Added to this correlation, as mentioned previously, the distribution of medical costs data is generally right-skewed, and includes a substantial number of zero values. An appropriate model, therefore, must take all of these aspects into consideration [17]. Liu et al., and Xu et al., proposed two-part joint models of these semi-continuous data. However, they used a CTP model for the longitudinal part, so they did not obtain the marginal inference for the continuous part of the models for the longitudinal part [13,14]. However, there have been no studies that join MTP and survival models. In this paper, we propose a new extension of a marginalized two-part model for a joint analysis of longitudinal and survival data that accounts for the semi-continuous nature of longitudinal medical costs data. This new method readily allows investigators to obtain marginal inferences for the entire population of heath care users and non-users. Considering that there is no closed form of the likelihood function, we use approximate maximum likelihood estimation with the Gaussian–Hermite quadrature method to make statistical inferences based on the new model. The analysis of medical costs data lies at the core of our motivation for attempting to conduct this study. Since these data are often highly skewed to the right, with a large proportion of patients having zero costs, together with censoring due to lack of follow-up or death, the distributional features of such medical costs data make modeling challenging from a methodological standpoint.

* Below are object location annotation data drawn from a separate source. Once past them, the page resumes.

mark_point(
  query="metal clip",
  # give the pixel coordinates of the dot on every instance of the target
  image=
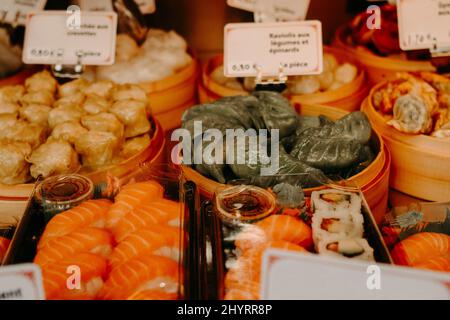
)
(282, 78)
(72, 72)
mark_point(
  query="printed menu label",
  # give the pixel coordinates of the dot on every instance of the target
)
(15, 11)
(21, 282)
(305, 276)
(96, 5)
(424, 24)
(268, 49)
(146, 6)
(56, 37)
(287, 10)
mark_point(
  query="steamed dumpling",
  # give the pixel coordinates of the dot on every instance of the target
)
(64, 114)
(106, 122)
(12, 94)
(95, 104)
(97, 148)
(36, 113)
(133, 114)
(73, 87)
(52, 158)
(41, 81)
(68, 131)
(38, 97)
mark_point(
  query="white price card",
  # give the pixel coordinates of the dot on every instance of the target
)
(15, 11)
(21, 282)
(424, 24)
(58, 37)
(96, 5)
(305, 276)
(287, 10)
(146, 6)
(268, 49)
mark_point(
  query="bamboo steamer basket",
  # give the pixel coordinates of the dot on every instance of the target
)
(420, 163)
(171, 96)
(378, 68)
(373, 181)
(348, 97)
(14, 196)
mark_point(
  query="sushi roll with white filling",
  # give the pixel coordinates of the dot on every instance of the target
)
(352, 248)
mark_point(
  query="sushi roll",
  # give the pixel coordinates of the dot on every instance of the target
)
(145, 272)
(158, 240)
(340, 223)
(353, 248)
(335, 200)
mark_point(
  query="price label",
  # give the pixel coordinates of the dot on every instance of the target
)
(303, 276)
(15, 11)
(21, 282)
(146, 6)
(424, 24)
(282, 10)
(58, 37)
(268, 49)
(96, 5)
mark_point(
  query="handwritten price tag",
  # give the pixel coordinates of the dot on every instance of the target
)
(21, 282)
(55, 37)
(300, 276)
(146, 6)
(15, 11)
(424, 24)
(283, 10)
(267, 49)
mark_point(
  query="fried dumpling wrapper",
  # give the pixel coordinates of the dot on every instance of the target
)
(97, 148)
(41, 81)
(95, 104)
(102, 88)
(73, 100)
(133, 146)
(68, 131)
(9, 107)
(73, 87)
(52, 158)
(38, 97)
(133, 114)
(22, 131)
(129, 92)
(12, 94)
(105, 122)
(14, 169)
(36, 113)
(64, 114)
(412, 115)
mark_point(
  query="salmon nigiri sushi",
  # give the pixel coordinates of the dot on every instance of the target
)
(131, 196)
(90, 213)
(420, 247)
(153, 295)
(273, 228)
(61, 279)
(90, 240)
(157, 240)
(162, 211)
(145, 272)
(439, 263)
(4, 245)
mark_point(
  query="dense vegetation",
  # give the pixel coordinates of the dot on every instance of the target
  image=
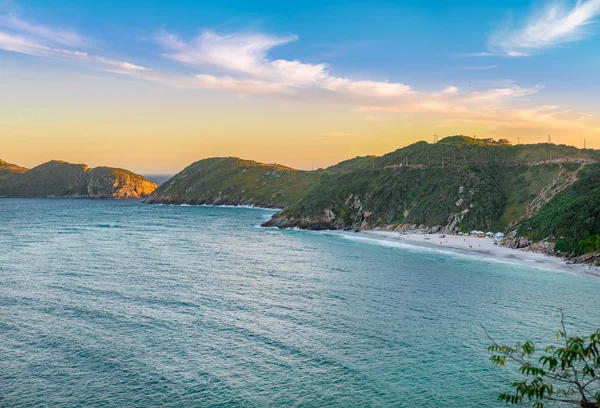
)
(61, 179)
(566, 372)
(234, 181)
(462, 150)
(572, 217)
(459, 183)
(7, 169)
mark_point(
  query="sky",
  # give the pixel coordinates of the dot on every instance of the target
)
(153, 86)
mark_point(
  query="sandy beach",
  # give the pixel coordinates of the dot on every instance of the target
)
(484, 247)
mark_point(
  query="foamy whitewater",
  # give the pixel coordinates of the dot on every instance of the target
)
(118, 303)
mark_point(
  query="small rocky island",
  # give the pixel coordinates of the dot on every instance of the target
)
(62, 179)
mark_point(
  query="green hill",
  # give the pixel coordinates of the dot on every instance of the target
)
(457, 184)
(61, 179)
(233, 181)
(7, 170)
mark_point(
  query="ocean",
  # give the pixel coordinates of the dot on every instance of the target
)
(121, 304)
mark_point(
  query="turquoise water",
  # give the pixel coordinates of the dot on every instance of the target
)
(117, 303)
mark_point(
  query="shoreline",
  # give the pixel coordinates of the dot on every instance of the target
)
(482, 248)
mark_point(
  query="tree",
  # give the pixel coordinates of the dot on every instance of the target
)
(567, 372)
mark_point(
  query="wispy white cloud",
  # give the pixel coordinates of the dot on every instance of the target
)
(63, 37)
(241, 61)
(554, 25)
(18, 35)
(373, 118)
(479, 67)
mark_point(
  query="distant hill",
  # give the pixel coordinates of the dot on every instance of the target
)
(61, 179)
(457, 184)
(8, 170)
(233, 181)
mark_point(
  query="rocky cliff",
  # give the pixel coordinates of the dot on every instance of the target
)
(61, 179)
(457, 184)
(233, 181)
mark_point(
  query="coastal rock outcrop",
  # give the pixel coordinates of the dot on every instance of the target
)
(61, 179)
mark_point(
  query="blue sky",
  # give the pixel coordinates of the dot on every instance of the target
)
(483, 65)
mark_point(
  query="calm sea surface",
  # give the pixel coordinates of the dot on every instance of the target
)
(121, 304)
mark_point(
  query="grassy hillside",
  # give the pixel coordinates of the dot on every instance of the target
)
(235, 181)
(61, 179)
(7, 170)
(462, 150)
(459, 183)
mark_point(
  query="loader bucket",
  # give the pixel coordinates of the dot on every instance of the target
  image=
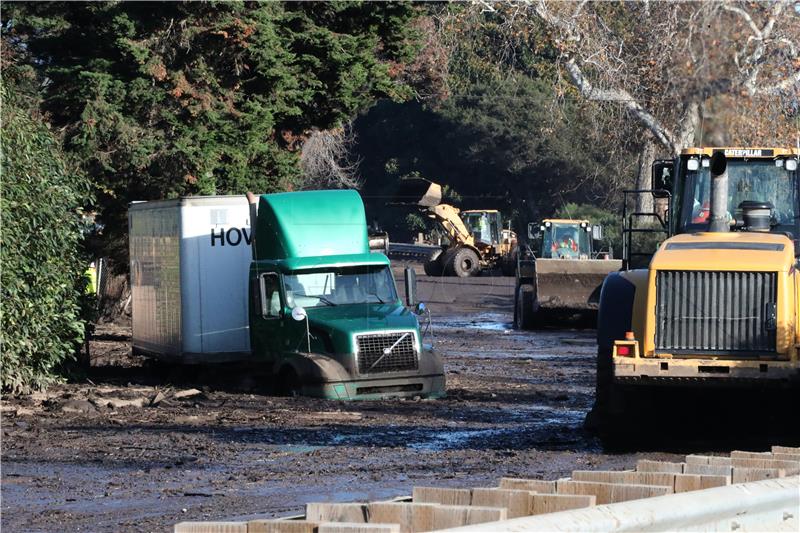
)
(571, 285)
(419, 192)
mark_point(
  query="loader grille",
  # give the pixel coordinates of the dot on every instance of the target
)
(371, 356)
(715, 312)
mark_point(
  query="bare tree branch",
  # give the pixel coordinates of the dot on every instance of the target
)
(588, 91)
(326, 161)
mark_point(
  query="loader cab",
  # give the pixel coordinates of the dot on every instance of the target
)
(485, 225)
(563, 239)
(756, 178)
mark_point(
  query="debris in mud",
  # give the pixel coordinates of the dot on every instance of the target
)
(77, 406)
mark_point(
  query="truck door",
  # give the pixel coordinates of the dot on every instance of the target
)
(267, 325)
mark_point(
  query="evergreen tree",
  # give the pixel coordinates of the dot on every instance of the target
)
(167, 99)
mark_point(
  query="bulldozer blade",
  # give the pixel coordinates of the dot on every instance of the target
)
(571, 285)
(419, 192)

The remainder of this paper is arranged as follows: Section 2 briefly reviews the conventional two-part model for the joint analysis of longitudinal semi-continuous data and survival data, along with the new marginalized two-part joint model. A series of simulation studies is presented in Section 3 to investigate the performance of the proposed marginalized two-part joint model (MTJM). In addition, Section 3 presents an application of this new MTJM to electronic health record (EHR) data in Iran. Finally, Discussions are provided in Section 4 and conclusions in Section 5.

2. Materials and Methods

In this section, we describe the methods in detail.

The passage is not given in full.